Митч пристально вглядывается в каждое лицо – может, и она здесь? Может, трудилась над яслями из папье-маше для него и улыбнулась, когда учитель воскресной школы щелкнул «полароидом»? Было, не было? Не вспомнить.
– Нашел свое украшение? – раздается за спиной голос Купера.
Митч только качает головой.
– Оно самое красивое, – замечает Купер. – По крайней мере, я так думаю.
– Оно самодельное?
– Да. – В голосе Купера улыбка. – Посмотрим, найдешь ты его или нет? Оно с мою ладонь. И сверкает.
Не слишком подробное описание, но что-то брезжит на краю памяти. Да, точно, он держал его в руке, подарок, от которого, помнится, в груди все сжалось. Митч внимательно изучает елку, терпеливо переводя взгляд с одного украшения на другое, разыскивая свое.
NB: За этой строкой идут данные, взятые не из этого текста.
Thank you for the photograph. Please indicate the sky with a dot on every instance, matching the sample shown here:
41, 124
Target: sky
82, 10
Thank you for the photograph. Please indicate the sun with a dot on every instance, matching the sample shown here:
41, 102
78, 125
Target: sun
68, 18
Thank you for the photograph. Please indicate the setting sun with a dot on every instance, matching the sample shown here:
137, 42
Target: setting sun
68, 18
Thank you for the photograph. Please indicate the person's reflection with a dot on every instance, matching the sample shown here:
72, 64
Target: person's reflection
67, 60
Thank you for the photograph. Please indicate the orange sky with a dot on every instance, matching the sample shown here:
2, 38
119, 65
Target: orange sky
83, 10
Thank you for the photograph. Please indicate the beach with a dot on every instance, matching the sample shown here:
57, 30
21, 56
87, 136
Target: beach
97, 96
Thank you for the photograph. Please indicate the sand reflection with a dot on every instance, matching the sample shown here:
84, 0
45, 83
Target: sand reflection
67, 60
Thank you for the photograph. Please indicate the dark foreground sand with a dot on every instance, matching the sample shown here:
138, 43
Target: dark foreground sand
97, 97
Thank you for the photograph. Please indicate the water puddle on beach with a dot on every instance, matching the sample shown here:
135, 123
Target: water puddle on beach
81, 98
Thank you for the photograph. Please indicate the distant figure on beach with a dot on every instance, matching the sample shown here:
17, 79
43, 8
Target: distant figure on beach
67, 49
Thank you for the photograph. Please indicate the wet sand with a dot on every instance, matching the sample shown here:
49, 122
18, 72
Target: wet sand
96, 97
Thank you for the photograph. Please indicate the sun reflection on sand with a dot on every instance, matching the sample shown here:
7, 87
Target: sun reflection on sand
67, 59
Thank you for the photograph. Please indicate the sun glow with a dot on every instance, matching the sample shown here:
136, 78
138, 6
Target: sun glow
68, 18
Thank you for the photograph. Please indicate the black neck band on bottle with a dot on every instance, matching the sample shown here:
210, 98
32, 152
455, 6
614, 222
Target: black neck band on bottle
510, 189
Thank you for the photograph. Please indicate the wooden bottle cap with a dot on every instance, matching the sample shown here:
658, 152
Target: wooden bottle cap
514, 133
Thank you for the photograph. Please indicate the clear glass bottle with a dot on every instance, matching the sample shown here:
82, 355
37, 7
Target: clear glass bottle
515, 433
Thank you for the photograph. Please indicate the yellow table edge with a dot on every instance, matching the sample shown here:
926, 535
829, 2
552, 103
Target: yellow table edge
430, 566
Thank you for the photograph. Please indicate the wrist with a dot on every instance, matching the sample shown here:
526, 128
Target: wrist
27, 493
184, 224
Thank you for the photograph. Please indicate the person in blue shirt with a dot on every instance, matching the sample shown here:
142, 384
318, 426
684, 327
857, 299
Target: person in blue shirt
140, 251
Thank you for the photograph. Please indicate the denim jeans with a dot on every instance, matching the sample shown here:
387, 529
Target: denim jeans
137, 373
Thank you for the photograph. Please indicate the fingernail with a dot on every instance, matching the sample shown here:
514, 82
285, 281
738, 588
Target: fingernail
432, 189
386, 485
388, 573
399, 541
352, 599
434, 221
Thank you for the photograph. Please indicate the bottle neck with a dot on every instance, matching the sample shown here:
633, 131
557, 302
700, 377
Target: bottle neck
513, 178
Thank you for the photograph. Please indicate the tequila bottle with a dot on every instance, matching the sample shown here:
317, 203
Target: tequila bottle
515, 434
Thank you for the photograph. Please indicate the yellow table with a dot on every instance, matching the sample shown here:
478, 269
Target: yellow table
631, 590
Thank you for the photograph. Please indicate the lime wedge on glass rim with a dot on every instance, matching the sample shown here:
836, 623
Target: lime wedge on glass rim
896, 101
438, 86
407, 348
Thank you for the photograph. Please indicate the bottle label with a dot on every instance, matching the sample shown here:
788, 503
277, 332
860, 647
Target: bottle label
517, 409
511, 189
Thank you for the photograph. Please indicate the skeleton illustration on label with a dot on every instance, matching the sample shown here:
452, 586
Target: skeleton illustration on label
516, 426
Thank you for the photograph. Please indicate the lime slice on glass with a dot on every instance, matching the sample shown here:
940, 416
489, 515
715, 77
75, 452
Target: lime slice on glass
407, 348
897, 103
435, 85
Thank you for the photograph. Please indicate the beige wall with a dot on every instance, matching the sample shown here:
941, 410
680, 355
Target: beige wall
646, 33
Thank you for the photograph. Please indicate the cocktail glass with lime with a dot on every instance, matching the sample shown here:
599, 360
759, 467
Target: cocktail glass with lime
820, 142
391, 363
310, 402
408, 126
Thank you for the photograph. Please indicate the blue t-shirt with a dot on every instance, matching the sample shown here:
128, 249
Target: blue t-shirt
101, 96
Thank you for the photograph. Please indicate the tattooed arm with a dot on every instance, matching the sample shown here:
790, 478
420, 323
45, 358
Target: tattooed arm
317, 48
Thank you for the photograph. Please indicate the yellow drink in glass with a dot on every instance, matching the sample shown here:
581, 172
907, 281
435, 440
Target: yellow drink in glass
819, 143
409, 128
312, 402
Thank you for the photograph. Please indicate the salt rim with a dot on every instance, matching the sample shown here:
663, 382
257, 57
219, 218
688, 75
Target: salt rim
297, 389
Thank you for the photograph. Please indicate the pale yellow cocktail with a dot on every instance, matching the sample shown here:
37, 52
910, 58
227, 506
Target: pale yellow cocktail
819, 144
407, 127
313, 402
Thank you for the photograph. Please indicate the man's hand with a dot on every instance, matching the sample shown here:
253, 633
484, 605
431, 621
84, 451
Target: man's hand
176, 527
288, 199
То самое, что может хоть на шаг приблизить его к ней.
Митч точно знает, каким оно не может быть. Он медленно обходит елку, ведет рукой по кончикам колючих веток. Олени из ершиков для труб? Нет. Изысканный русский антиквариат? Определенно не то. Разочарование нарастает. И вдруг глаз примечает радужное сияние, как раз над головой. Митч тянется к этому тихому мерцанию, снимает с ветки.
– Правильно, – тихо говорит Купер. – Я знал, что ты найдешь.
Украшение почти невесомое, воздушное. Снежинка. Вырезанная из серебряной бумаги, вся в сверкающих как хрусталь блестках. Какого кропотливого труда, должно быть, стоило вырезать каждый кончик, и еще больших усилий, чтобы потом аккуратно покрыть их, все до единого, сияющим, переливчатым клеем с блестками.
Митч крутит снежинку в руках. Несколько блесток срываются и, кружась, словно снег, тихо падают на пол.
– Господи, я ее испорчу! – Митч сам удивляется внезапному страху.
– Не испортишь. – Купер стоит рядом. – Эта вещица всякое повидала на своем веку, но и много любви. Жила у тебя больше двадцати лет.
– Двадцать лет? Так долго?
– Она теперь уже взрослая женщина.
Крутится снежинка на серебряной нитке в руках у Митча, крутятся мысли у него в голове. Двадцать лет? Она повзрослела без него. Сколько времени потеряно даром… А что, если?.. Он умоляюще смотрит на Купера:
– Она придет? На Рождество? Придет?
Купер отводит глаза, рассматривает елку.
– Не знаю, Митч. Может быть.
– Она меня навещает?
К черту осторожность! Он должен знать. Может, она приходит каждую неделю и он изводит ее своими расспросами? Может, всему виной его дурацкая память?
– Я что, забыл ее?
– Нет, ты не забыл ее. – Первый вопрос Купер игнорирует. – Ты кое-что иногда путаешь, но уверяю тебя: своей дочери ты не забывал. Ни на один день.
– А можно мне позвонить ей? – Надежда буквально приподнимает Митча над полом. – Может, я позвоню, позову ее и она придет?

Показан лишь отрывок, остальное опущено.